# How music leads into further introversion [Trigger Warning]



## Jurgen (Aug 3, 2013)

Music in short could be called a "blessing", a pristine form of self-expression that colors your everyday life. Most of my memories are associated with music being the theme for that specific period in time. Whenever I play back an old song, I get chills of nostalgia that course down my spine.

It's very easy how these certain factors in our everyday life cause us to further disassociate from reality by offering a temporary reflection of our emotions. By simply listening to a song, it's like you turn the "switch on" for solitary, introversion, and deep thoughts.

This is what should be realized about music. It's good in small doses. Even if you can't manage low-doses, it would be more beneficial for you to allow your mind to slow down. By constantly operating at a high frequency, you are tipping the balance.

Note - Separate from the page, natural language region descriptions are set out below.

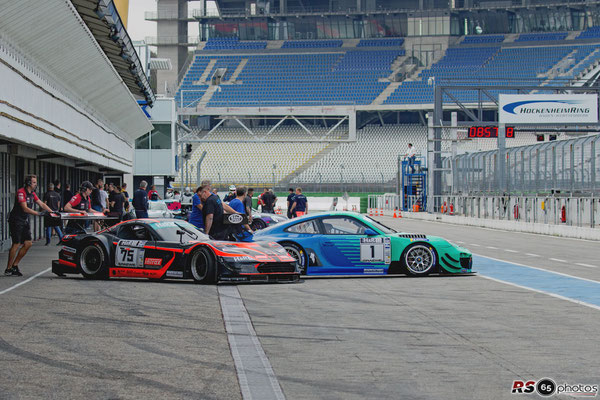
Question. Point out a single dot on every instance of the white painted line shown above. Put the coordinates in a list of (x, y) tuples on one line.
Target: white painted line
[(582, 303), (539, 269), (557, 259), (586, 265), (255, 374), (25, 281)]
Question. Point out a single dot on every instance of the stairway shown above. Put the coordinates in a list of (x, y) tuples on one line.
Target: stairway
[(207, 95), (383, 96), (204, 76), (314, 159), (238, 70)]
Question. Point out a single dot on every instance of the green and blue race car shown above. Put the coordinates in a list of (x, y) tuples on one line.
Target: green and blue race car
[(346, 243)]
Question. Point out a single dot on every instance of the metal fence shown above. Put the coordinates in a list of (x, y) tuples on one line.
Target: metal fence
[(571, 165), (555, 210)]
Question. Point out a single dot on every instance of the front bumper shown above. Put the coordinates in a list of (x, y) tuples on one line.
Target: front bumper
[(60, 267)]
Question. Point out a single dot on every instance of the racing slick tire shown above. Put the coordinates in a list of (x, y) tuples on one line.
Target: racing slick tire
[(419, 259), (203, 266), (92, 261), (298, 254), (258, 224)]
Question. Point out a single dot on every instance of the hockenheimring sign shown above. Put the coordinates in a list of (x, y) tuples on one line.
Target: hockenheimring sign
[(548, 108)]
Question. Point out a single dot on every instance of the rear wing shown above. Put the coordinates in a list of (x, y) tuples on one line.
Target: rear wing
[(83, 216)]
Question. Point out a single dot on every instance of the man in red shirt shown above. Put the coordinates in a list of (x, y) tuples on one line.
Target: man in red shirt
[(18, 222), (81, 202)]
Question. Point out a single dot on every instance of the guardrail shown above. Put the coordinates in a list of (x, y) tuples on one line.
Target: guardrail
[(555, 210)]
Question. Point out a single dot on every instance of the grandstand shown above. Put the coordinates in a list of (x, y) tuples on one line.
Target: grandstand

There needs to be a good balance between being in reality per se, and engaging in a form of escapism.

It manifests into a habit of escapism and "tuning out".

Positive forms of self expression:
Restoration 
Healing
Unity 
Bliss
Euphoria 
Wisdom

Negative forms of self expression -
Becoming too attached to your thoughts 
Allowing too many forms of your thoughts identities cloud your own
Trying to subconsciously put things on hold


----------



## Guest (May 14, 2014)

I realized this at my old job, where I could keep my headphones on and listen to music constantly.


----------